Forget About Obama, Was Washington Constitutional?

-Submitted by David Drumm (Nal), Guest Blogger

The Constitution’s text on the issue states “No Person except a natural born Citizen, or a Citizen of the United States, at the time of the Adoption of this Constitution, shall be eligible to the Office of President.” The problem arises due to a pesky comma. Does the clause “at the time of the Adoption of this Constitution” refer only to “a Citizen of the United States” or to both clauses including “a natural born Citizen?” It turns out that according to accepted rules of grammar in 1787, the pesky comma means that “at the time of the Adoption of this Constitution” refers to both antecedent clauses.

This means that the President must be a natural born citizen at the time of adoption or a citizen at the time of adoption, 1789. Any person born after 1789 isn’t eligible to be President of the United States. That makes Zachary Taylor the last constitutional President.

You might think that the pesky comma was just a typo (writo?) by an overworked scrivener or maybe a drop of ink that ran a little. But the commas were removed and reinserted numerous times for different drafts of the Constitution, so it was something that was given serious thought by the framers. There’s no backspace when using quill and ink, so you have to decide what to write before you write it.
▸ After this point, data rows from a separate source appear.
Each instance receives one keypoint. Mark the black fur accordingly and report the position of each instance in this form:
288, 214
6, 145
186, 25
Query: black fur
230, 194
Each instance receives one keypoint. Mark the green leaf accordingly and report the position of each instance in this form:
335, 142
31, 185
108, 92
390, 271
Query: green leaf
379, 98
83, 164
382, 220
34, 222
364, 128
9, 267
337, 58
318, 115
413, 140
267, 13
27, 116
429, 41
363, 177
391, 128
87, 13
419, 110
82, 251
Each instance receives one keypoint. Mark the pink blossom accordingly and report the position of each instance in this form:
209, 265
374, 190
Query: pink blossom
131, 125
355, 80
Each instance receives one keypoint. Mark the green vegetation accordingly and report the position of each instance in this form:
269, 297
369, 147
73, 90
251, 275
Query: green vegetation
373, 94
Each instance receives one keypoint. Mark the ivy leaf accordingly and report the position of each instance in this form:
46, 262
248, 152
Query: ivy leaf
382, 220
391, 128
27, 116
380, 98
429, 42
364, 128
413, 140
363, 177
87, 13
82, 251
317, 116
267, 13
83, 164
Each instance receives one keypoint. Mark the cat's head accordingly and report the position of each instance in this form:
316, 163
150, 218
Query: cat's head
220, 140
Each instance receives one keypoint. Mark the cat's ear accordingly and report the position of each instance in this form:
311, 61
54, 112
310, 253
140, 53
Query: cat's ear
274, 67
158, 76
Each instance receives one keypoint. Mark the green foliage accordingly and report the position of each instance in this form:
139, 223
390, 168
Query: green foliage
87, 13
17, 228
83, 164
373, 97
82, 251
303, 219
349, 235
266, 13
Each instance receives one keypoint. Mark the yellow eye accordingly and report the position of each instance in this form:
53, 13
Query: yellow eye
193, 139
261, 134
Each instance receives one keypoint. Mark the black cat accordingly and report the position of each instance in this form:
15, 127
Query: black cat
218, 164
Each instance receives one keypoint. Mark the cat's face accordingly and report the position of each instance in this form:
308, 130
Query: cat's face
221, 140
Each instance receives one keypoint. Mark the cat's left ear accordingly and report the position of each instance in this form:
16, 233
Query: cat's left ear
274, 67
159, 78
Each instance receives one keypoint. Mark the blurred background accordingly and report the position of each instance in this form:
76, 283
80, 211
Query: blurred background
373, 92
Wait, it gets better. The rest of the statement reads “neither shall any person be eligible to that office who shall not have attained to the age of thirty-five years, and been fourteen years a resident within the United States.” Article VII states that “The ratification of the conventions of nine states, shall be sufficient for the establishment of this constitution between the states so ratifying the same.” The ninth state was New Hampshire which ratified on June 21, 1788.

This means that nobody would have been a resident until June 21, 1788 and nobody could be President until June 21, 1802. That makes Thomas Jefferson the first legal President of the United States.

We must conclude that, based on originalism, George Washington was unconstitutional.

H/T: Balkinization, Steiker, Levinson, Balkin (pdf).

64 thoughts on “Forget About Obama, Was Washington Constitutional?”

  1. Your point about the comma is amusing, but your dating of the USA for residency purposes to the ratification of the US Constitution is a big mistake. We date the United States of America from the time of the announcement (not the signing, which is interesting) of the Declaration of Independence, July 4, 1776. And, actually, the unified United States (not just 13 separate states) surely existed under the Articles of Confederation. That was a weak unification compared to the Constitution, but it was unification, one country.